The bit in between

NICE released a d(r)aft consultation on combating traffic related air pollution. It was widely misreported across the media.

One of the more lurid headlines came from the Telegraph, a bastion of anti-science. 

The NICE report is very weak on this. Indeed, they felt compelled to put out this statement:

The committee looking at the matter found only weak evidence from 2 Dutch studies, so the recommendation is only desirable.

There still is a problem with the recommendation.

Speed bumps force motorists to slow down. What they don’t do is force motorists to speed up. They are not meant to. 

Motorists speed up after a speed bump because the road in between is designed to driven down at 30mph or more. 

Typically, speed bumps appear for 2 reasons: firstly, to cut drivers’ speed near a school or in a residential neighbourhood; secondly, to make a street less attractive to ratrunning.

The road where the speed bumps were installed was most likely a 30mph road beforehand. It probably features corners with wide radii, all optimised to move cars quickly.

Look at thon flares…

The junction above has speed bumps on each of its three arms. But drivers quickly speed up in between, because it has corners you’ll more likely find at Brand’s Hatch. It is the road design that induces fast driving.

Putting in speed bumps is pointless if the road in between does not induce slower speeds. If that junction had tight corners, then drivers would drive more slowly. With chicanes, alternative road surfaces a slower speed is induced. 

And all things considered cars going at 20mph or less in residential areas is much better for everyone concerned.

Cycle routes

The report makes another recommendation regarding where cycle routes should be sited:

1.5.1 Avoid siting cycle routes on highly polluted roads. Ideally use off-road routes or quiet streets. 

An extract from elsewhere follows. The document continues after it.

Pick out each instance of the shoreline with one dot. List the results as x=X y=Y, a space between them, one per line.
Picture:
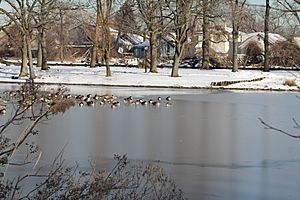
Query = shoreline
x=194 y=79
x=159 y=86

1.5.2 Where busy roads are used consider: 

  • Providing as much space as possible between the cyclist and motorised vehicles. 
  • Using dense foliage to screen cyclists from motor vehicles, without 
  • reducing street ventilation so that air pollution can disperse. 
  • Reducing the time cyclists spend at busy sites, including some junctions, where this can be done without increasing the time that other groups spend exposed to poor air quality.

I’m all for quiet routes if only they went somewhere and afforded the cyclist a safe environment to cycle in. At present UK quietways are generally a normal street with some modal filtering at best, often merely a recommended route with no dedicated cycle infrastructure. And they tend to give up when traffic is busier. Hackney in London is a prime example.

The motivation for this recommendation is weak:

The committee was aware from members’ own experience that air pollution concerns were among the factors putting some people off cycling.

The Sustrans Cycle to Work Survey said:

Even if all 281 respondents who said “Other” meant concern about air pollution that still pales into nothing compared to the 3723 who said “Distance” or “Safety”.

To be fair, had air pollution been an option some would have picked it.

Elephant in the Room

The main problem with the report is its addressing symptoms, not the root cause. The root cause is the number of  polluting vehicles on our roads. The measures in the report amount to mitigating the effects of polluting traffic. 

NICE fail to adequately address that our cities are designed for moving people by cars, where commuting by another means is not or very poorly planned for. Belfast is such a city.

This week, Belfast has once again found itself at the top of an unwelcome table:

(Illustrated with a picture of York Street.)

The answer lies not in using screening foliage, though it would be nice way to stop motorists encroaching on cycleways. It lies in getting people out of cars, by improving access for public transport, for walking and cycling. 

It is better for us (improved health), for our city (liveability), our region (economically) and our world (climate change).

There is no alternative; Chris Hazzard, NI Minister for Infrastructure says:

“Moving people in and out of Belfast city is good for business; moving cars is not.

What are we to do after York Street? Are we to bulldoze half of Great Victoria Street because we need two extra lanes in Great Victoria Street? Are we to demolish Belfast City Hall because we need a bigger roundabout at Belfast City Hall?

We need to talk about moving people, not cars, in and out of Belfast.”